北海道に手付かずの自然は……ない

北海道に手付かずの自然は……ない

pixel2013 / Pixabay

北海道の漠然としたイメージとして、「自然が豊かだ」とか「手付かずの原野や森が残っている」などというものがある。

でも、そんなものはどこにもない。

湿原以外の平らな部分は(少々の斜面であっても)みな、一度は畑や牧草地として使われている。耕作放棄地はけっこうあるが、それは北オホーツクや道北に限られていて、ぼくの住む南オホーツクではあまり見かけない。

緑色の広大な畑を見て「大自然が豊かだ!」などと叫ぶシーンが、映画「幸せの黄色いハンカチ」にあるが、もちろん畑は自然のものではない。それはゴルフ場の芝生を見て「自然が豊かだ」というのに似て、明確な事実誤認。すべては人工物である。しかも、有毒な除草剤や農薬はかなりの頻度で散布されるのが普通なので、畑の近くでは深呼吸もできない。

ぼくが以前手伝っていた農家の畑のキワに生えてくるクローバーは、四葉の頻度が異常に高かった。あっちこっちに四葉のクローバーが簡単にみつかるのである。あれはきっと農薬による遺伝子異常だとぼくはにらんでいる。当然、人間にも悪いだろう。

ふりかえって山に入ってみれば、伐採を何度かくりかえした人工林ばかり。まったく人の手が入ったことのない森には、まず出会えない。なぜなら、森に入るアクセス路として林道を使う場合、林道の本来の目的である伐採と植林がなされていないはずがないからだ。

しかもこういった林業の森には「殺鼠剤(毒入りヒマワリの種など)」というものを定期的に撒くので、ネズミだけでなくリス類も死に絶えるのが普通だ。だから、森では、かわいいシマリスやエゾリスにはまず出会えない。彼らと確実に出会えるのは、都市部の林の多い公園くらい。帯広動物園の近くの公園にはエゾリスがウロウロしている。

簡単にアクセスできて、しかも太い樹が残っているのは阿寒の前田一歩園財団が管理する森や屈斜路湖の和琴半島の森くらい。知床半島でも、羆のテリトリーをくぐるような登山道を延々と歩けば巨木に出会えるのかもしれないが、ぼくにはそのような趣味はない。

そもそも、登山道を何時間も歩かなくては出会えない森にいくら巨木が残っていたとしても、ぼくがそこまで簡単に行けないのなら、それは「ない」のと同じだ。その点、屋久島の森は、アクセスが容易なポイントに巨木が多く残っていて驚いたものだ。
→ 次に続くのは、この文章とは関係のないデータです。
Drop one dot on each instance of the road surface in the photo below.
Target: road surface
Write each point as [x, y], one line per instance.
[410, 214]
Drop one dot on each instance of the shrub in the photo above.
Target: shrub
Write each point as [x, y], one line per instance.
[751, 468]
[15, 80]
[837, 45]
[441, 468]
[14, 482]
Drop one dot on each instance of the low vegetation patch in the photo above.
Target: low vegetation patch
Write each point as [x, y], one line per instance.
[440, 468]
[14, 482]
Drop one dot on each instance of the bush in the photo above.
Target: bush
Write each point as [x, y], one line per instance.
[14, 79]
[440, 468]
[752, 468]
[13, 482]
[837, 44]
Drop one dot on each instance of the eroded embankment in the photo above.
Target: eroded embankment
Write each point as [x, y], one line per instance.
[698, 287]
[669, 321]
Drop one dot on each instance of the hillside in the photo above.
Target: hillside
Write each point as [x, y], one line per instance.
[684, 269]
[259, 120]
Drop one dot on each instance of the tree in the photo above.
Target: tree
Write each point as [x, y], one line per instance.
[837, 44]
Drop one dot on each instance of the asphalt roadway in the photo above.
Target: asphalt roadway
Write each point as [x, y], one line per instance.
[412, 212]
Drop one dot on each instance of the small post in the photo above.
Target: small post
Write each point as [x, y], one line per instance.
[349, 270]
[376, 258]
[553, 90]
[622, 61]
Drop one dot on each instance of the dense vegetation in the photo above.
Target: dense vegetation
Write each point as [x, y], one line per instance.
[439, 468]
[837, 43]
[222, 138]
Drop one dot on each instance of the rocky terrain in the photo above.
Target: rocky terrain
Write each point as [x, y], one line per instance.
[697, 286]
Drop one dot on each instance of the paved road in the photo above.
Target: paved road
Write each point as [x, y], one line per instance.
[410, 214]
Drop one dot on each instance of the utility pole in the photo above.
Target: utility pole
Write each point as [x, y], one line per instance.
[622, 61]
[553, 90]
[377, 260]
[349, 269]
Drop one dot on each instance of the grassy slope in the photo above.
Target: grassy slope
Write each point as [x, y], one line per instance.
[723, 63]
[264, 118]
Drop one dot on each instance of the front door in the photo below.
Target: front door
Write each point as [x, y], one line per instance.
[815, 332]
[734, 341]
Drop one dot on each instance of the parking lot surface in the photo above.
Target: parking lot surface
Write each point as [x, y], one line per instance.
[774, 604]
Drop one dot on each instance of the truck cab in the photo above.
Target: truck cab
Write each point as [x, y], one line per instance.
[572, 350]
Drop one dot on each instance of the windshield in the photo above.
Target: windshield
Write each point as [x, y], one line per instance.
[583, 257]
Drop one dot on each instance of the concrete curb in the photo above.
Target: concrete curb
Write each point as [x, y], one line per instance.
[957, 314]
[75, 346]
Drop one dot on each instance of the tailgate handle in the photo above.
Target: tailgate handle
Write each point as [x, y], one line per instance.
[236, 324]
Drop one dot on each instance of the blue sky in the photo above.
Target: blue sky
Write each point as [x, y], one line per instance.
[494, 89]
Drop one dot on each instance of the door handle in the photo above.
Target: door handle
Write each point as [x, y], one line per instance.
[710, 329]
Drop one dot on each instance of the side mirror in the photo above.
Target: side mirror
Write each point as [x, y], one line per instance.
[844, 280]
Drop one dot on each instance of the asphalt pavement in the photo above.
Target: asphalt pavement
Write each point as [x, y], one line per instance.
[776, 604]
前田正名(前田一歩園設立者)が言ったように、伐るための森ではなく見るための森を多く残していかなければ、人間の暮らしは貧しいものになる。営みをお金につなげることは大切だけれど、豊かさの意味はそれだけではないだろう。

街なかに公園を作るのもけっこうだが、山で人の手を遠ざけさえすれば素晴らしい「公園」が自然にできあがってしまうのだから、こういう自然にできてしまう公園を作っていけばいいのにな、とぼくは思う。道路を管理する以外のなんの予算もいらない。ただ自然を信頼して放置すればいい。それだけで、100年後には素晴らしい「森林公園」ができるのだが。